– Уж кто бы говорил, – возвращаю я упрёк тем же тоном.

– Леди Иветт, вы очаровательно искренни. Я не верю, что моя откровенность хоть что-то изменит, но, пожалуй, вы имеете на неё право и… Да, я попытаюсь до вас достучаться.

Лорд замолкает, хмурится, а ветер ерошит его волосы, и одна из прядок падает на лоб. Я про себя вздыхаю. Такой близкий и одновременно такой далёкий… Невидимая стена между нами ощущается особенно отчётливо. Мы оба знаем, что никакие слова не убедят меня отступить.

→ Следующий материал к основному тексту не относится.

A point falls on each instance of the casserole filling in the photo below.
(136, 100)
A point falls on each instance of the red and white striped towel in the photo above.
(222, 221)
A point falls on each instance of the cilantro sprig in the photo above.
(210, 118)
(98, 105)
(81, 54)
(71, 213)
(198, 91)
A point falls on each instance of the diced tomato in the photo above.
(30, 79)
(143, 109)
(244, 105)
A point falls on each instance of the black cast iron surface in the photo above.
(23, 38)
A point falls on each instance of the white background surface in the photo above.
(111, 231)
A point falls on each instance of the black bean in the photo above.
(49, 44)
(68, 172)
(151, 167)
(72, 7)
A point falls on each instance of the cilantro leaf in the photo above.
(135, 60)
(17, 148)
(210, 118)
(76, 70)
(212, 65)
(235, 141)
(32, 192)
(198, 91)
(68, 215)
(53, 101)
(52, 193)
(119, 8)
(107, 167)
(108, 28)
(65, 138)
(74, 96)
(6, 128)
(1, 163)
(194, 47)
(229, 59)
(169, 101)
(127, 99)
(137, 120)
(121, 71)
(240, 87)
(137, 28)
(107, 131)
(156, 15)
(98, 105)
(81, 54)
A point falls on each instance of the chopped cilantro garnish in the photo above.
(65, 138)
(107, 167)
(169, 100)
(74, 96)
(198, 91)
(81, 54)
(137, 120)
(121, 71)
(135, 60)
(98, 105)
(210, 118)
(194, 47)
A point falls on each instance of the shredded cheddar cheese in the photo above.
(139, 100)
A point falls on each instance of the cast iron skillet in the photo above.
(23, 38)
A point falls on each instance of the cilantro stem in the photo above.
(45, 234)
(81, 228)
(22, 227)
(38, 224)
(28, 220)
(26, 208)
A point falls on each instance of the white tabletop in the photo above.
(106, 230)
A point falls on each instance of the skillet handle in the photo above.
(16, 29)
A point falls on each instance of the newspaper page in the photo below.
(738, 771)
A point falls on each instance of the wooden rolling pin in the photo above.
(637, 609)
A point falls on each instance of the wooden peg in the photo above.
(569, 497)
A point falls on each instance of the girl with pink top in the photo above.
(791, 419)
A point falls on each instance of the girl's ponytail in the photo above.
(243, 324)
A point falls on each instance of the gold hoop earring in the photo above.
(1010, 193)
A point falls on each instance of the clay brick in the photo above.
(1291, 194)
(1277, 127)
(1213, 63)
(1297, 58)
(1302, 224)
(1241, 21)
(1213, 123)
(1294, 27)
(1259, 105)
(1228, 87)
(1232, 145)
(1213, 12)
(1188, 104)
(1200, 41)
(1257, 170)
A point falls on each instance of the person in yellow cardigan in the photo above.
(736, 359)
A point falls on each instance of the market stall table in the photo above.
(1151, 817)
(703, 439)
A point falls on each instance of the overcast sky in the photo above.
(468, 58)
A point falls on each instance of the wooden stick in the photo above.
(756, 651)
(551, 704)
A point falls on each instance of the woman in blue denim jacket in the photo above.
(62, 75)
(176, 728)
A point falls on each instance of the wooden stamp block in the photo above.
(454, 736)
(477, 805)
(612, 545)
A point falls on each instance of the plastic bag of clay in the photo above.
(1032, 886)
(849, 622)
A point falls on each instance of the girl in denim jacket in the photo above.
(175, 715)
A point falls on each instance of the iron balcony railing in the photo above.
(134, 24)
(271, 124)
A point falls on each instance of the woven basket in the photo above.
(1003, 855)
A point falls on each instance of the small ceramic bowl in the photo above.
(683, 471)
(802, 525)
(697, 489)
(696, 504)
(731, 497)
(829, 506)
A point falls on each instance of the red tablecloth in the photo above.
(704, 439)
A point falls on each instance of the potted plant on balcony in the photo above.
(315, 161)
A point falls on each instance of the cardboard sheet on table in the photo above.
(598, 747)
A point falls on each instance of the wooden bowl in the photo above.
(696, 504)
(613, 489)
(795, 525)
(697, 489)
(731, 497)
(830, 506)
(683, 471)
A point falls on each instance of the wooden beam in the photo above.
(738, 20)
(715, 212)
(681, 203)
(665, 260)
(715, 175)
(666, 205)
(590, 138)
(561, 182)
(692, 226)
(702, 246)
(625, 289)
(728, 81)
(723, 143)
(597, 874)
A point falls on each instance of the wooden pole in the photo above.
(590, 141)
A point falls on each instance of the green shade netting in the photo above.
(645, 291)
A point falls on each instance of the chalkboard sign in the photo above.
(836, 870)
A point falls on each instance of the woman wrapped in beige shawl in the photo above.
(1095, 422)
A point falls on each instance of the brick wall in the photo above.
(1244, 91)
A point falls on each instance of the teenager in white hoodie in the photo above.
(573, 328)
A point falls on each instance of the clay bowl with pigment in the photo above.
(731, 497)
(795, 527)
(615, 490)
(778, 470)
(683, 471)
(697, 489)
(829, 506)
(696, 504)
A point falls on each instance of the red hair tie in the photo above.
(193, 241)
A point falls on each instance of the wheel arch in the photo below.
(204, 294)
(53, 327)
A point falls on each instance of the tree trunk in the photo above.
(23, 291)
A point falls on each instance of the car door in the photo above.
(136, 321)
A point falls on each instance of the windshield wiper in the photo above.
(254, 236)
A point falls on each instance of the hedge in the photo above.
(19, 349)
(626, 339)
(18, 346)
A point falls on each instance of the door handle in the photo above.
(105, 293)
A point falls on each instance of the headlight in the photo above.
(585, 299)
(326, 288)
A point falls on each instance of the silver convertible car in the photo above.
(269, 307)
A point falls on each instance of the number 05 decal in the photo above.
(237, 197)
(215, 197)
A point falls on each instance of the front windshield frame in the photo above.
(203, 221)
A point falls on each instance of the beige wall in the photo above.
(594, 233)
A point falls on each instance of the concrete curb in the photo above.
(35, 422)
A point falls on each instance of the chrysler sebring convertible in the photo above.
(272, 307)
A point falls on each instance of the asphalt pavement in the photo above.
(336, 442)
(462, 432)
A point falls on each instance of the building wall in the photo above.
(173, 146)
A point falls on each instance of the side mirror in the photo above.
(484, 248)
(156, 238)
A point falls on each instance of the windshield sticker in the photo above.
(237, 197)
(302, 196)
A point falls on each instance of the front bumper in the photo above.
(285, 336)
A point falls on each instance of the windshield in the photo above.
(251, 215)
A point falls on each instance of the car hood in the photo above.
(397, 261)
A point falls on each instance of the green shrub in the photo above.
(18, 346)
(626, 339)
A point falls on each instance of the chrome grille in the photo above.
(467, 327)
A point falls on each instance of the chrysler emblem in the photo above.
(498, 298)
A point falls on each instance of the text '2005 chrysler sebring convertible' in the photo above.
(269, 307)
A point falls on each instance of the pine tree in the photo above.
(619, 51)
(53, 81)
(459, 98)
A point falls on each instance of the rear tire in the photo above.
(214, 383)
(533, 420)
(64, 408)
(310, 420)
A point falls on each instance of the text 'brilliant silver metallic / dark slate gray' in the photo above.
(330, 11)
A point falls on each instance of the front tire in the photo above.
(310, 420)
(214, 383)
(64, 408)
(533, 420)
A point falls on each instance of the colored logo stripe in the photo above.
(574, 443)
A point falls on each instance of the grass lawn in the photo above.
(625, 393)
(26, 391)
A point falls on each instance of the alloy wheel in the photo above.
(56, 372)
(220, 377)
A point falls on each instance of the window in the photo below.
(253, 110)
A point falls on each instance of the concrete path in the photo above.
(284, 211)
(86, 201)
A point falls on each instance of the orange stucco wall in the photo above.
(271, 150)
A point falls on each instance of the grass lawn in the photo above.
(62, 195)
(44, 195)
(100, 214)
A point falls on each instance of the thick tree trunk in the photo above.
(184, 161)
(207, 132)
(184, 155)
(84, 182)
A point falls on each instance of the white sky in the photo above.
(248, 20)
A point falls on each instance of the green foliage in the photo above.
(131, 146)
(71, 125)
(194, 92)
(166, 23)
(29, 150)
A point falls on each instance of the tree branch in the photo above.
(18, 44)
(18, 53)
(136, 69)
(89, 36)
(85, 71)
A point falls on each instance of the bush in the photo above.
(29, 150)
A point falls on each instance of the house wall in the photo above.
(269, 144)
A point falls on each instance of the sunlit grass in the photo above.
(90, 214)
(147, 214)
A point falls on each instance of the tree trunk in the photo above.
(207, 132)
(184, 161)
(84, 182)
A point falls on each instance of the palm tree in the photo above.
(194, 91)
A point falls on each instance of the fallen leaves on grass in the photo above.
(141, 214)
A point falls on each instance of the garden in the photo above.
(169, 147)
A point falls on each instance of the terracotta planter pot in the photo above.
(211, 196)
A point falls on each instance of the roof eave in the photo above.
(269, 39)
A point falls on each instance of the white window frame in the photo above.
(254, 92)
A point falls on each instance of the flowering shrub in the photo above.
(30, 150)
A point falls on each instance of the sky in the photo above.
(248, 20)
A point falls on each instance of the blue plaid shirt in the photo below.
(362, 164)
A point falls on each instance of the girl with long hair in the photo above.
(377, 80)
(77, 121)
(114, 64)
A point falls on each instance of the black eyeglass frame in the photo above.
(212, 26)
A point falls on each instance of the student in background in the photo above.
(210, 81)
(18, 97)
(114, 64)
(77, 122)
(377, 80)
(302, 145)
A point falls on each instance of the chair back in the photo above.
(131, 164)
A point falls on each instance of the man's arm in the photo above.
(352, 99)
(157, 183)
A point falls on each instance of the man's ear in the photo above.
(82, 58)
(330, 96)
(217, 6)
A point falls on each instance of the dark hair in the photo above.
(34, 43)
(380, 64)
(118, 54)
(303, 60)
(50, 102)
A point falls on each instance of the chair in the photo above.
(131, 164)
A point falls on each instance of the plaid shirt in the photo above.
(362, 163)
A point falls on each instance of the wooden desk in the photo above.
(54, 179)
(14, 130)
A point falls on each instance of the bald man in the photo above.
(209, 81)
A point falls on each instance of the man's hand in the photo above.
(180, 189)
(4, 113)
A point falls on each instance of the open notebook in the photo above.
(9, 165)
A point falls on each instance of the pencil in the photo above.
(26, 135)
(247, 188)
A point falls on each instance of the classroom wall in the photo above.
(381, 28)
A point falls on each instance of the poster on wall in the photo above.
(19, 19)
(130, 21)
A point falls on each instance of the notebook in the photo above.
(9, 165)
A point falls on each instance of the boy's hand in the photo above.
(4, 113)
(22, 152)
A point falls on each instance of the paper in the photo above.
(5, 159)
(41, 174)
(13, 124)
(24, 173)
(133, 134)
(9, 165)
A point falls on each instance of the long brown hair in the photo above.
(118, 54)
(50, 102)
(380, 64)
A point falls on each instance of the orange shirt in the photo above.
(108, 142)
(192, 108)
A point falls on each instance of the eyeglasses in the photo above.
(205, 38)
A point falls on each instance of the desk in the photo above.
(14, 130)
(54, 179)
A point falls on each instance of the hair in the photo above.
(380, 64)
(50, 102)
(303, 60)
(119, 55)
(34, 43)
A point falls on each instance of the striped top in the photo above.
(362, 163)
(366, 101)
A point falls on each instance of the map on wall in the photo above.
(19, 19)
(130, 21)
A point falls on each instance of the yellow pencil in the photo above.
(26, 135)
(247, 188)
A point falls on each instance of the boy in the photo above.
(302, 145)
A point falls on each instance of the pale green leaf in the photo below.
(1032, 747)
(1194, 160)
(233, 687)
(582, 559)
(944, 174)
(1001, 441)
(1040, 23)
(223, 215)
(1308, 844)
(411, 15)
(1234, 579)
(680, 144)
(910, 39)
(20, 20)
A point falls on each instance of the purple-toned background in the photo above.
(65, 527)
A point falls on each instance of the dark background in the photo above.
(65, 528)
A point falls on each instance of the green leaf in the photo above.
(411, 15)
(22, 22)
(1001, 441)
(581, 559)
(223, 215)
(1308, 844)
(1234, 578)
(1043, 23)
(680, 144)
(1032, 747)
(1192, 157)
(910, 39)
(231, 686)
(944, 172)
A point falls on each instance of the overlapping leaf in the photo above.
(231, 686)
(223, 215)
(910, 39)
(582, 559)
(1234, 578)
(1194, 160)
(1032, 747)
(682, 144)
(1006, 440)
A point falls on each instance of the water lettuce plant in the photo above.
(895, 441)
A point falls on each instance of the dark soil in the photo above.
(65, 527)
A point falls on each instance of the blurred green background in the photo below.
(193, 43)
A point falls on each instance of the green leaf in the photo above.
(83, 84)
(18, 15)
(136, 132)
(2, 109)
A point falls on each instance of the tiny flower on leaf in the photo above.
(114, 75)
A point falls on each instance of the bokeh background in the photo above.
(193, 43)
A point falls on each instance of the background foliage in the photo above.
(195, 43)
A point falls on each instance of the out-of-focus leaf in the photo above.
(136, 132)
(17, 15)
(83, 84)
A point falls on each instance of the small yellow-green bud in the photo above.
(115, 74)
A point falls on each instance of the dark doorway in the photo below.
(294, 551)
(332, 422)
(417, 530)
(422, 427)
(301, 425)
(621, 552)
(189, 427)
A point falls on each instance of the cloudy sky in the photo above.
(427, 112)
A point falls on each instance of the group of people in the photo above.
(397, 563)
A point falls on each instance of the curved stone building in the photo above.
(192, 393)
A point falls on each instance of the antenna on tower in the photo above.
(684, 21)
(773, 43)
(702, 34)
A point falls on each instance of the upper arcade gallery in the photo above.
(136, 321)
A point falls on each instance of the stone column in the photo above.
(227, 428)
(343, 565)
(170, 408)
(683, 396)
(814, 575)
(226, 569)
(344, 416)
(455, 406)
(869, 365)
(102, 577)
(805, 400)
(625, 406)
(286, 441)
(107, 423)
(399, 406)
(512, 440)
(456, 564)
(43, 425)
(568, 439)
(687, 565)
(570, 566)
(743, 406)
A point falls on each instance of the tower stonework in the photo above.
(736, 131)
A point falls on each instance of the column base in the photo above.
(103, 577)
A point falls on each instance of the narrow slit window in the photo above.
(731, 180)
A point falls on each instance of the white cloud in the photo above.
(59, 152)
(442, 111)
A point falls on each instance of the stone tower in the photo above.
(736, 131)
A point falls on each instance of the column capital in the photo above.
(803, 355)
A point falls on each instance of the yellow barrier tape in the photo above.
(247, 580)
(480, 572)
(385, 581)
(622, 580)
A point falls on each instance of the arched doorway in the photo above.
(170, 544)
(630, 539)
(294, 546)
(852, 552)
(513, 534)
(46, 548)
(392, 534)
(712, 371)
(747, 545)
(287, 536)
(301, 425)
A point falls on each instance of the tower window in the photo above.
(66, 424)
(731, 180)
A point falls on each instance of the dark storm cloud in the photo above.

Но я почему-то думаю не о нашем с лордом сражении, а о том, как прекрасно будет, если преграда разлетится сотней хрустальных осколков. Я хочу снова протянуть руку, дотронуться до его плеча, ощутить под кончиками пальцев мягкость жилета и человеческое тепло, но застёгнутые полы камзола пришпиливают руки к телу, связывают.

– Лорд…

Я пытаюсь сказать, что нет никаких причин выворачивать для меня душу. Я же чувствую, как ему тяжело открыться.

– Леди, вы сами читали отчёт о ритуальных жертвоприношениях, – перебивает он. – Убийства совершают жрецы эльвийского культа. Не все, а именно жрецы, прошедшие посвящение. Лучшее, что вы можете сделать, леди Иветт, это прозреть наконец. Оставить святилище, забыть как страшный сон и держаться от эльвийского культа как можно дальше. Бродяги, нищие сироты – все они, прежде всего, удобные жертвы, которых не хватятся. Потому что некому их искать. Понимаете?

Умом понимаю. Сердцем – не принимаю.

Жрецы тоже люди. Жрецы точно также могут пойти на преступление. Почему нет? Верю. Но в то, что жертвоприношение людей – тайная практика эльвийского культа, нет не верю.

– Я своими глазами видел залитый кровью алтарь, видел брошенное в угол тело убитого мальчика. Я чудом успел снять с алтаря свою полуживую сестру. Я не отступлюсь, леди Иветт, потому что для меня дело стало слишком личным. И я не успокоюсь, пока в мире есть хоть один эльвийский храм.

Он замолкает, и обхватывающая нас тишина кажется гробовой.

Я сглатываю горечь дурного предчувствия.

У лорда дёргается уголок рта, мужчина качает головой, усмехается, но словно бы над собой.

– Леди Иветт, я вас добром прошу, не лезьте вы в эту грязь. Хотя бы три месяца потерпите?

– Что будет через три месяца?

– Закончится расследование. Я думаю, это случится даже раньше. Я обещаю, что вы лично переведёте все храмовые журналы. У вас не останется причин сомневаться. Поберегите себя, хорошо?

Я склоняю голову. Не в знак согласия. Просто мне внезапно стало невыносимо трудно смотреть ему в глаза.

– Вы замёрзли, леди. Возвращайтесь в тепло.

Лорд расстёгивает пуговицы, которые сам до этого застегнул, снимает с моих плеч свой камзол и мягко подталкивает меня ко входу в святилище. Я подчиняюсь, потому что… потому что собираюсь отвергнуть его заботу и доказать свою правоту, потому что ноги в тканевых «домашних» туфлях закоченели, потому что верю своему учителю как никому больше.

Я поднимаюсь по ступенькам, но останавливаюсь в дверном проёме на границе холода и тепла, оглядываюсь. Лорд стоит, держит камзол на сгибе локтя, ждёт. Или провожает? Едва мы вновь встречаемся взглядами, лорд вздрагивает как от укола, резко разворачивает и идёт прочь, одеваясь на ходу. Он словно сбегает…

Надо вернуться в натопленное помещение, но вместо этого я стою и смотрю ему вслед. Порыв ветра срывает с клёна остатки кроваво-красной листвы, и багряные листья кружатся, падают лорду под ноги, соскальзывают по плечам. Лорд скрывается за поворотом парковой дорожки, и только тогда я закрываю дверь. Кажется, я знаю, что сделаю прямо сейчас.

15. Глава 15

Меня подвёл нос. Хлюпнув пару раз, я осознала, что войну придётся отложить и начать с горячего чаю, желательно с мёдом, если остался. Потому что какая война, когда из носа течёт ручьём?